We treat everything as integers server-side (because floating point is the devil) and defer all formatting to the client. Implicit cascade means I can change fmt-x="currency:USD:decimals:2" in one place and watch it ripple down the entire table. It's 'maddening' the way CSS is maddening - which is to say, it becomes second nature after you stop fighting it.
That said, I fully understand the support ticket burden. Maybe the real lesson is: implicit inheritance is great when you control the domain (like 'format all money the same way'), but terrible when people want to do arbitrary things at arbitrary levels. I will bear that in mind as I complete genx.software
epolanski
The image breaks the website on mobile for me.
amanzi
This looks great, although the version 4 alpha doesn't appear to be available at the suggested URL: https://cdn.jsdelivr.net/npm/htmx.org@4.0.0-alpha/dist/htmx....
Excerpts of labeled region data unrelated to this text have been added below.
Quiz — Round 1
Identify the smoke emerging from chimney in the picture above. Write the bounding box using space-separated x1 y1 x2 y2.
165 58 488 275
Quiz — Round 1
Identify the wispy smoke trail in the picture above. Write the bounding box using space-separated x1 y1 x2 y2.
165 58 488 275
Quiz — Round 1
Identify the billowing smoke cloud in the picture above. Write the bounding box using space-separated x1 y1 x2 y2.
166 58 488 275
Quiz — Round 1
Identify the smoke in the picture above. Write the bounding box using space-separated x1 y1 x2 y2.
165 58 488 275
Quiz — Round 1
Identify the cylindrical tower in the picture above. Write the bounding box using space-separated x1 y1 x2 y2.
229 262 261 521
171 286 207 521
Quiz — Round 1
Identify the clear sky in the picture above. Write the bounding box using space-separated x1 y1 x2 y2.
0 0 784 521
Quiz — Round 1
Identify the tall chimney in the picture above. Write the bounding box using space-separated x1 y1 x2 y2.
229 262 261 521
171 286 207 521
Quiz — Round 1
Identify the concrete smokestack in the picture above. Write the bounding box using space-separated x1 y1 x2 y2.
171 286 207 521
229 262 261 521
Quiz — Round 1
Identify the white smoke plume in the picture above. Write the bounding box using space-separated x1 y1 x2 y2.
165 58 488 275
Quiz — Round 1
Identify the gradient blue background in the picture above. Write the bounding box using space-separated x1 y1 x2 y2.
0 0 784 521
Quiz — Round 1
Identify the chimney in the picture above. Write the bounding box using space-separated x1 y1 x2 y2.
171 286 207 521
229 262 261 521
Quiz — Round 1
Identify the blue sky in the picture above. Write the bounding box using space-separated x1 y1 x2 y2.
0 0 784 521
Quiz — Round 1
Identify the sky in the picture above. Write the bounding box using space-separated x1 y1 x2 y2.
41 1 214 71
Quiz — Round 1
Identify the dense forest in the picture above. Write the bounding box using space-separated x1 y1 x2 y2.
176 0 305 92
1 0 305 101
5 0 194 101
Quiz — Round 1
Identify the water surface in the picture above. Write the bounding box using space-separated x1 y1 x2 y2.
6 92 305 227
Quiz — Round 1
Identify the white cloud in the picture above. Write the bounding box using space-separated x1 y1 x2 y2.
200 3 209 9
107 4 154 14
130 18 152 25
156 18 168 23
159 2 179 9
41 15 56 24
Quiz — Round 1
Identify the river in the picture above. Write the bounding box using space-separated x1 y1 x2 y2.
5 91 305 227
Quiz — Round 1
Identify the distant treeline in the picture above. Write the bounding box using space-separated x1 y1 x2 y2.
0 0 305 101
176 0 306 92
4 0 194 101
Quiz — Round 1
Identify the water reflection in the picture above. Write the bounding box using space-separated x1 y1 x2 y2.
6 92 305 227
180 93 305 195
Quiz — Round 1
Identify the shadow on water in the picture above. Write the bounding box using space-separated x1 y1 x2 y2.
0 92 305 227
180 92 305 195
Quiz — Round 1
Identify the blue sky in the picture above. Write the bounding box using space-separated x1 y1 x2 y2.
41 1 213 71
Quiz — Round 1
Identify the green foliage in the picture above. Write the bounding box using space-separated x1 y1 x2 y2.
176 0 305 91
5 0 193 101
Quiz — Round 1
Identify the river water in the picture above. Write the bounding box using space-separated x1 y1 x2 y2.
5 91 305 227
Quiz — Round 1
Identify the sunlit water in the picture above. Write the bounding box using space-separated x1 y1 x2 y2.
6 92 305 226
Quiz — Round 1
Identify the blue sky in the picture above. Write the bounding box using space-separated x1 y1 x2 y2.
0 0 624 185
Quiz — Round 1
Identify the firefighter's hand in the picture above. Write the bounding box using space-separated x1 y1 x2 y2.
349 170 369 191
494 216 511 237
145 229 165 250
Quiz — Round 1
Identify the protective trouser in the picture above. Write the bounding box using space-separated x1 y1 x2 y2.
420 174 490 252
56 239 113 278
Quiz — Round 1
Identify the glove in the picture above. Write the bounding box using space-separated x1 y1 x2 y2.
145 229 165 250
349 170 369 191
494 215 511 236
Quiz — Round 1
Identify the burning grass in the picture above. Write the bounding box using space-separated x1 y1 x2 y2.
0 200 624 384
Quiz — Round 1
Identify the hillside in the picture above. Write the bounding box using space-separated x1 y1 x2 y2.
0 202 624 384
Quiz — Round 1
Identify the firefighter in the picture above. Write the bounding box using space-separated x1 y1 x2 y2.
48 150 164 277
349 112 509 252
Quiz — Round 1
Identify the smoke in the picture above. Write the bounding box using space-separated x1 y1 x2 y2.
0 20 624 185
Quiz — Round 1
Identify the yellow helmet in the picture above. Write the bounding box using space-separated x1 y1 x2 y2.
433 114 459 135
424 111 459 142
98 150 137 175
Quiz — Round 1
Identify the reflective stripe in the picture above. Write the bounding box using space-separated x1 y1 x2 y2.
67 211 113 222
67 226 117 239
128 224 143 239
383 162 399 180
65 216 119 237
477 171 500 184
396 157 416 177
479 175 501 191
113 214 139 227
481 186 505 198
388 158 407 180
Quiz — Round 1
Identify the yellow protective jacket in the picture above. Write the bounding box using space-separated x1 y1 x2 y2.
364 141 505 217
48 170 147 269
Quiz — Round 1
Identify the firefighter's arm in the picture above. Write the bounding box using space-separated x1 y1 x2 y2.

"Couldn't find the requested release version 4.0.0-alpha."
ian-g
It's named 4.0.0-alpha1. Just add the 1 and the link works
amanzi
Thanks. The docs need to be updated at https://four.htmx.org/
> So, eventually & reluctantly, I have changed my mind: there will be another major version of htmx.
> However, in order to keep my word that there will not be a htmx 3.0, the next release will instead be htmx 4.0.